Cryptocurrency is having a powerful moment. Once a niche concern, digital currencies like Bitcoin and Ethereum are now known quantities even among casual investors and news readers. Skyrocketing values, the hallmark of 2017’s crypto boom, made for great headlines as pundits declared that digital currencies were here to stay.

But mainstream recognition and acceptance has led to an unintended, if inevitable, side effect for a system predicated on decentralization, anonymity, and rewriting the banking and investment status quo. That side effect is increased federal oversight.

Governments around the world have been forced to confront the reality of cryptocurrency while simultaneously trying to understand its ins-and-outs. As they grapple with exactly how to supervise crypto markets and investment activity, one type of investment has drawn outsized scrutiny: initial coin offerings, or ICOs. Investors and companies are bullish on the possibilities they offer, but government officials are notably concerned. Below we explore both sides of the issue.

The Promise of ICOs

The premise of an initial coin offering is innocuous enough. ICOs work like initial public offerings, but instead of making shares available to investors, startups offer a percentage of a cryptocurrency of their own creation. The crowdfunding process typically begins with a startup creating a whitepaper, which outlines their goals for the project, the resources they believe it will require, the timeframe for the ICO, and more. Interested parties can then purchase the distributed cryptocurrency, called a token, using both fiat or virtual currency (like Bitcoin). A smart contract records the transaction, stores the funds, and distributes the new tokens when ready.

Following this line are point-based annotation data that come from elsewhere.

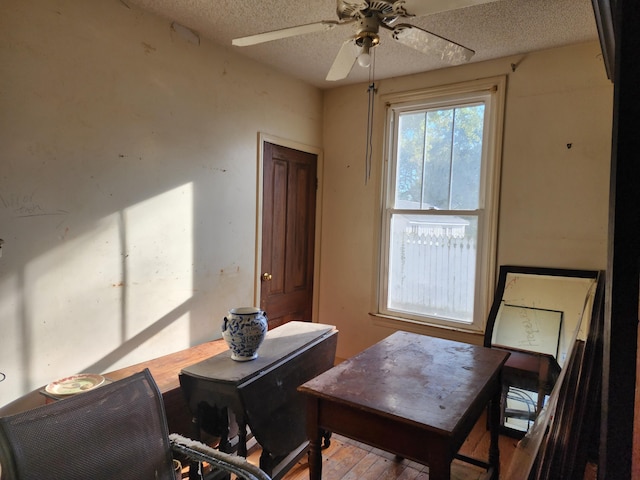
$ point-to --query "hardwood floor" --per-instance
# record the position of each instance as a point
(346, 459)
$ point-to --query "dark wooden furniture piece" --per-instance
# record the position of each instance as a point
(527, 369)
(536, 372)
(261, 394)
(412, 395)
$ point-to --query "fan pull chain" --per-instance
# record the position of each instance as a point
(371, 91)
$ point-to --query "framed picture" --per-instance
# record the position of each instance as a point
(530, 329)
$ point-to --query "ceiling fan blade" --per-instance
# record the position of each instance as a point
(285, 33)
(427, 42)
(418, 8)
(344, 61)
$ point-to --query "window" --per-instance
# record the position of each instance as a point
(440, 204)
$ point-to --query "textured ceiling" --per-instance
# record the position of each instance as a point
(493, 30)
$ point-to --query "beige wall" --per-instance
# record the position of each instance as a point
(128, 185)
(554, 201)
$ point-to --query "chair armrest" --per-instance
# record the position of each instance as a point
(199, 452)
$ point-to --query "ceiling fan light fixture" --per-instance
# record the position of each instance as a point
(364, 57)
(366, 41)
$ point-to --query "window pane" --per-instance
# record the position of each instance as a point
(432, 265)
(438, 159)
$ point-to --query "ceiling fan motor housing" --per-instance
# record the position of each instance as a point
(354, 10)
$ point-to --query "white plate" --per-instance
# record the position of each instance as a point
(75, 384)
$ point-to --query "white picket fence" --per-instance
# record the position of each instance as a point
(433, 274)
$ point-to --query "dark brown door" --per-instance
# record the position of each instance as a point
(288, 233)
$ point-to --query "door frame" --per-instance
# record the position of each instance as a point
(283, 142)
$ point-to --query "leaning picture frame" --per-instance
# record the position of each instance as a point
(527, 328)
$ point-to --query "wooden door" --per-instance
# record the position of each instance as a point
(288, 234)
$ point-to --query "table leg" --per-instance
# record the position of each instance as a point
(242, 436)
(314, 433)
(494, 430)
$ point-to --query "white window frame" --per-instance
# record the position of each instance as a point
(491, 91)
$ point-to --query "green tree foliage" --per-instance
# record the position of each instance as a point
(439, 158)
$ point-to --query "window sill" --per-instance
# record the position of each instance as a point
(473, 337)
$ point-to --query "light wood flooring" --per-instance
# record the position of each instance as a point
(346, 459)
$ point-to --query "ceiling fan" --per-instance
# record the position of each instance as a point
(369, 16)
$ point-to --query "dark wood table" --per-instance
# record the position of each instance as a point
(164, 369)
(262, 393)
(416, 396)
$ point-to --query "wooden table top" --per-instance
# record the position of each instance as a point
(279, 344)
(414, 379)
(164, 370)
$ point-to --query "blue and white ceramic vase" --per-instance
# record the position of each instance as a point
(244, 330)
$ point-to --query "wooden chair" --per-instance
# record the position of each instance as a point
(118, 430)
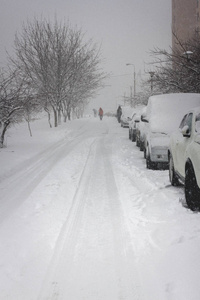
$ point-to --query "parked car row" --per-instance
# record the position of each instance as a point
(168, 142)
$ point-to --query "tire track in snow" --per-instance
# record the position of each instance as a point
(25, 181)
(93, 258)
(125, 260)
(64, 251)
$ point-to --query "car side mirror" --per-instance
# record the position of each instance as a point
(185, 131)
(144, 119)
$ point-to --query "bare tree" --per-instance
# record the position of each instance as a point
(11, 102)
(177, 70)
(58, 64)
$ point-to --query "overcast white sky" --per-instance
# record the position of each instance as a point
(125, 29)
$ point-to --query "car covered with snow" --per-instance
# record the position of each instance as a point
(133, 124)
(163, 116)
(127, 114)
(184, 157)
(133, 127)
(140, 130)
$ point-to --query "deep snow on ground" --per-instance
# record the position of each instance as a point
(82, 218)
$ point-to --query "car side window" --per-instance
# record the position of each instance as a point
(197, 123)
(189, 121)
(183, 122)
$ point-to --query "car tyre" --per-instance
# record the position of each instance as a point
(149, 163)
(192, 191)
(133, 138)
(172, 174)
(129, 135)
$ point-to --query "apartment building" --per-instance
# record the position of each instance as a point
(185, 19)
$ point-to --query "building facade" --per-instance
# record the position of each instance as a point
(185, 19)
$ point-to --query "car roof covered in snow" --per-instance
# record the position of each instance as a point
(166, 111)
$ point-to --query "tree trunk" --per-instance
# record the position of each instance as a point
(29, 128)
(49, 116)
(55, 117)
(59, 117)
(3, 131)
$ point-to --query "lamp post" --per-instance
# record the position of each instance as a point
(134, 90)
(188, 55)
(151, 75)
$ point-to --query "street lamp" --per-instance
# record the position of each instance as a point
(134, 78)
(151, 75)
(188, 55)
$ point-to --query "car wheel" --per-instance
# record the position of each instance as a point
(192, 191)
(133, 138)
(129, 135)
(149, 163)
(172, 174)
(137, 142)
(145, 155)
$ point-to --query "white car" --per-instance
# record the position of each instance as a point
(127, 114)
(140, 131)
(184, 157)
(163, 115)
(133, 127)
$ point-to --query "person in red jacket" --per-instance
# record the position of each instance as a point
(101, 113)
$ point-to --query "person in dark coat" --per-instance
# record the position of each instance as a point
(101, 113)
(119, 113)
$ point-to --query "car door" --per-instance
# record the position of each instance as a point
(182, 143)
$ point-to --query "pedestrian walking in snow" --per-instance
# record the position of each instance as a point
(101, 113)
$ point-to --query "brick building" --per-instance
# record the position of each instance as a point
(185, 19)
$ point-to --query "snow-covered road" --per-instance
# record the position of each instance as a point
(82, 218)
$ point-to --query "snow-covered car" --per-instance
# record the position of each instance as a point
(127, 114)
(133, 124)
(140, 131)
(163, 116)
(184, 157)
(133, 127)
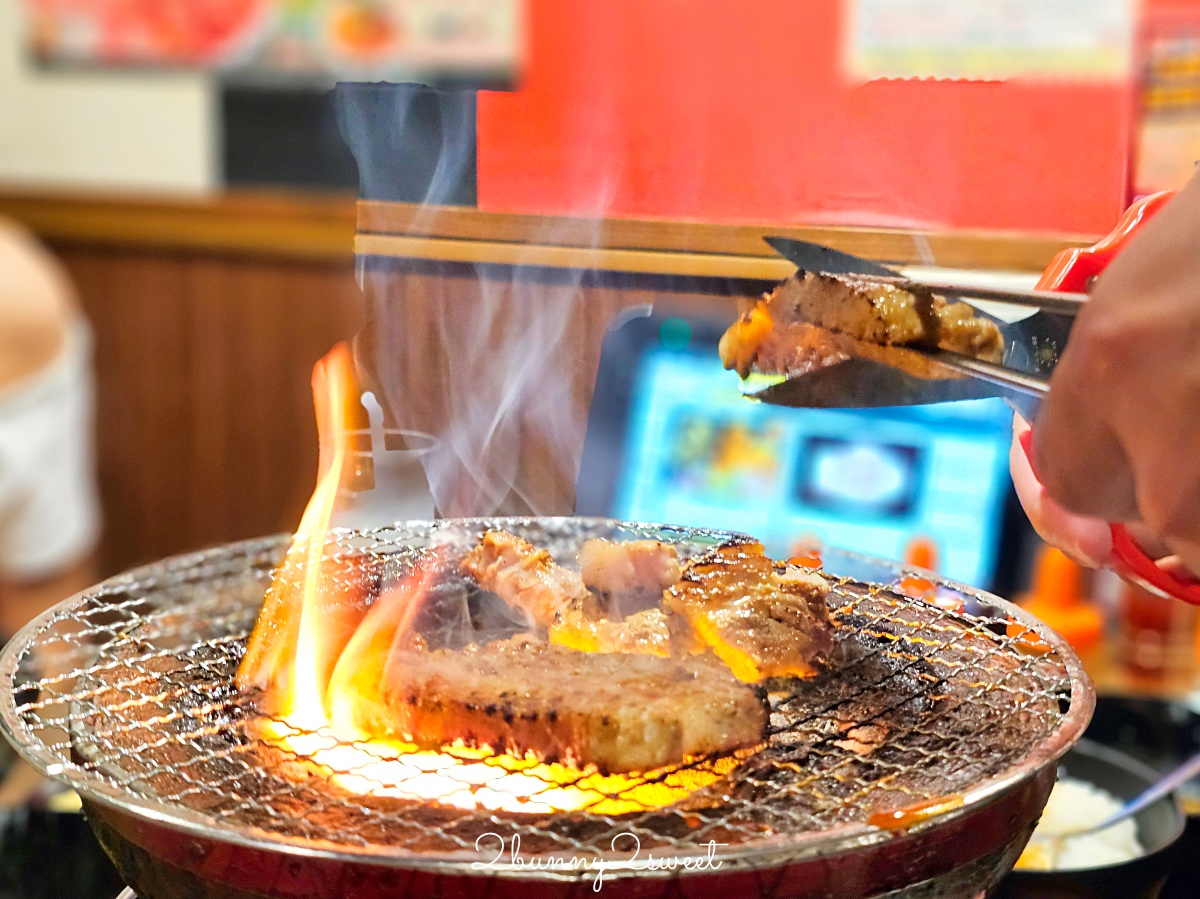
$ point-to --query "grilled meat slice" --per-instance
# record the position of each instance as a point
(346, 589)
(814, 321)
(653, 631)
(763, 619)
(619, 713)
(523, 576)
(629, 576)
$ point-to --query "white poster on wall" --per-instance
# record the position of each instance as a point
(989, 39)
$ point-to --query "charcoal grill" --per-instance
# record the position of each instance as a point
(917, 766)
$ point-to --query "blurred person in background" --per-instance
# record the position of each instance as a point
(49, 514)
(1119, 436)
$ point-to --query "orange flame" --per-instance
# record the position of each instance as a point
(321, 649)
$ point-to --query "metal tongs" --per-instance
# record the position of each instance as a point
(1032, 347)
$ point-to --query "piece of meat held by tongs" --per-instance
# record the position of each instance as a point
(846, 333)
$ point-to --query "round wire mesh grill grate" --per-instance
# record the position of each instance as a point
(126, 693)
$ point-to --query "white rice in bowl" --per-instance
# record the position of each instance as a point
(1075, 805)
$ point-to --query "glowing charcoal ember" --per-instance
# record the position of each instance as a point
(465, 778)
(316, 601)
(762, 619)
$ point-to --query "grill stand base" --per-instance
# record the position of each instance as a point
(155, 879)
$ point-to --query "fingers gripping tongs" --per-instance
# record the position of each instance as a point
(1036, 325)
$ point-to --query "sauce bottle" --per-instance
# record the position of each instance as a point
(1056, 595)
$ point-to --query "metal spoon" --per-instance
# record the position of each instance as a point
(1164, 786)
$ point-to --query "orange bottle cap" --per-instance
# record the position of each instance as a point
(1057, 598)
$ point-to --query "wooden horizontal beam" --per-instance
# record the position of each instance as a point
(951, 249)
(642, 262)
(310, 227)
(321, 227)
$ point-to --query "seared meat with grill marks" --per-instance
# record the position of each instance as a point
(523, 576)
(814, 321)
(621, 713)
(629, 576)
(654, 631)
(763, 619)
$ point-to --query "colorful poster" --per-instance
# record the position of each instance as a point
(265, 39)
(1169, 136)
(990, 40)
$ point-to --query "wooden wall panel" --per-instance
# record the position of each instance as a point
(204, 413)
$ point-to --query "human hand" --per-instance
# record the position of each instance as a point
(1119, 436)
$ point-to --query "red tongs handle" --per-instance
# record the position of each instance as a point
(1128, 559)
(1073, 270)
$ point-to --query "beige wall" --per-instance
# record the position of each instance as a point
(102, 130)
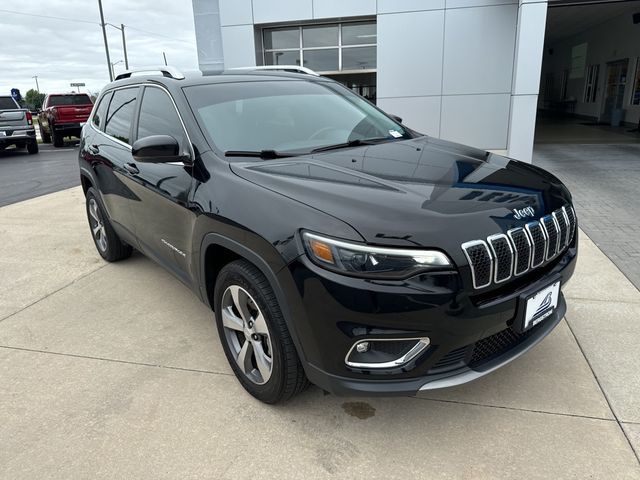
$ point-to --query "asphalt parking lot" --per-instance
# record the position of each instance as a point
(24, 176)
(116, 371)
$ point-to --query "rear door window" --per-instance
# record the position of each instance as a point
(120, 114)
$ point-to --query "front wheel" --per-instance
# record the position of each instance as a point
(109, 245)
(254, 334)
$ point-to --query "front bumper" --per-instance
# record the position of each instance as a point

Many investors and companies have responded positively to the format. ICOs allow startups to raise money from a global pool of investors, vastly increasing the amount of cash they can take in. It also enables companies to sidestep the labor-intensive process of raising money from venture capital and maintain autonomy in their operations. Meanwhile, investors enjoy the opportunity to potentially collect hefty returns in a booming space, with the benefit of the immutable blockchain ledger recording each transaction.

Government Concern

ICOs enjoyed a massive popularity increase in tandem with 2017’s cryptocurrency gold rush, raising a total of $9 billion through March 2018. But the idea is not a new one. Ripple and Ethereum had successful ICOs in 2013 and 2014, respectively, paving the way for the current investment frenzy. Subsequent offerings began to raise questions—and caught the US government’s attention.

One prominent example involves a 2016 ICO from a company called The DAO (short for decentralized autonomous organization), who built a token on the Ethereum blockchain. The company, devoted to creating a stateless business model run only by shareholder input, held a hugely successful ICO, raising $120 million – the largest in history at the time. But one month later, users discovered and exploited a weakness in the code to siphon one-third of the company’s funds into a separate account. The incident caught the government’s eye not for security, but for reasons related to securities. The SEC launched an inquiry in June 2017 to examine if the DAO token ICO violated federal securities law.

The SEC’s findings determined that DAO tokens were indeed securities, and subject to regulation as such. “The innovative technology behind these virtual transactions does not exempt securities offerings and trading platforms from the regulatory framework designed to protect investors and the integrity of the markets,” said Stephanie Avakian, Co-Director of the SEC’s Enforcement Division. Steven Peikin, also a co-director, echoed Avakian’s comments, adding “as the evolution of technology continues to influence how businesses operate and raise capital, market participants must remain cognizant of the application of the federal securities laws.”

Some companies have attracted additional legal scrutiny. Centra, a virtual currency endorsed by boxing icon Floyd Mayweather, raised $32 million in a 2017 ICO. Centra promised investors that a Centra token “would give investors access to a new virtual currency exchange and a virtual currency debit card that would operate on the Visa and Mastercard networks.”

But the SEC halted the project for fraud- and securities-related charges—according to the complaint, Centra listed numerous fake executives on their website, had never received approval from Visa and Mastercard for the advertised connection, and committed other infractions. The company’s co-founders, Sam Sharma and Robert Farkas, were arrested for “[selling] investors on the promise of new digital technologies by using a sophisticated marketing campaign to spin a web of lies about their supposed partnerships with legitimate businesses,” said Avakian. The Southern District of New York brought additional criminal charges against the co-founders. Among them, the conspiracy to commit securities fraud, securities fraud, conspiracy to commit wire fraud, and wire fraud. The New York Times reported that the Centra founders are the first people arrested in connection with an ICO.

Centra and the DAO’s respective run-ins with the SEC are not unique. A Wall Street Journal report analyzed documents for 1,450 ICOs and red-flagged 271 of them for plagiarized documents, fake team listings, and ambiguous or deceptive claims. The SEC has subpoenaed documents for dozens of coin offerings, with more on the horizon.

ICOs are unlikely to disappear, but the message from recent SEC actions is clear: investors must take the time to perform due diligence, and companies need to register with regulators—or face legal consequences.